Norah Nelson Napaljarri
Born 26 October 1956 (1956-10-26)
Haasts Bluff, Northern Territory
Nationality Australian
Known for Painting
Notable work Yiwarra (Milky Way) dreaming mosaic, Supreme Court of the Northern Territory

Norah Nelson Napaljarri (born 26 October 1956) is a Warlpiri-speaking Indigenous artist from Australia's Western Desert region. Norah Nelson began painting in 1986, and has exhibited her works both in Australia and other countries. Her paintings and pottery are held in the collection of the National Gallery of Victoria.

Norah Nelson was born at Haasts Bluff, Northern Territory, north-west of Alice Springs on 26 October 1956. She married artist Jakamarra Frank 'Bronson' Nelson, who was deceased by 1994.

'Napaljarri' (in Warlpiri) or 'Napaltjarri' (in Western Desert dialects) is a skin name, one of sixteen used to denote the subsections or subgroups in the kinship system of central Australian Indigenous people. These names define kinship relationships that influence preferred marriage partners and may be associated with particular totems. Although they may be used as terms of address, they are not surnames in the sense used by Europeans. Thus 'Norah Nelson' is the element of the artist's name that is specifically hers.

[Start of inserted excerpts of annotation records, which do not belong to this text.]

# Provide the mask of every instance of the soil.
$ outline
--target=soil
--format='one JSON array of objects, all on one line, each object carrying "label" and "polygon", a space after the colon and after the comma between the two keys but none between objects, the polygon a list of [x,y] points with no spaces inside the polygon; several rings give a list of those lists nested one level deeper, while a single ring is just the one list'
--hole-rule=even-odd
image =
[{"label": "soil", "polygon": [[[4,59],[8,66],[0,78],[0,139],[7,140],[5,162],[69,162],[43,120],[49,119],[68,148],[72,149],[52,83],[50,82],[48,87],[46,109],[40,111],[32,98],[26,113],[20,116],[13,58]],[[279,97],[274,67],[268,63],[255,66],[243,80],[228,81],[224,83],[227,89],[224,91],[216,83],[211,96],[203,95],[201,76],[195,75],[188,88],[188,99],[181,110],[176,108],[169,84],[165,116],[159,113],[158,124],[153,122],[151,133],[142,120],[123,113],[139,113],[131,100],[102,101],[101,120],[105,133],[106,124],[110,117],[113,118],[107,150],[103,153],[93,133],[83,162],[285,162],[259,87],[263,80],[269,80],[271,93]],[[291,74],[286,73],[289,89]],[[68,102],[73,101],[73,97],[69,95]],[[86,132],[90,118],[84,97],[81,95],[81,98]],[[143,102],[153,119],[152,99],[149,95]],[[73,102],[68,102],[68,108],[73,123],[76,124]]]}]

Contemporary Indigenous art of the western desert began when Indigenous men at Papunya began painting in 1971, assisted by teacher Geoffrey Bardon. Their work, which used acrylic paints to create designs representing body painting and ground sculptures, rapidly spread across Indigenous communities of central Australia, particularly following the commencement of a government-sanctioned art program in central Australia in 1983. By the 1980s and 1990s, such work was being exhibited internationally. The first artists, including all of the founders of the Papunya Tula artists' company, had been men, and there was resistance amongst the Pintupi men of central Australia to women painting. However, there was also a desire amongst many of the women to participate, and in the 1990s large numbers of them began to create paintings. In the western desert communities such as Kintore, Yuendumu, Balgo, and on the outstations, people were beginning to create art works expressly for exhibition and sale.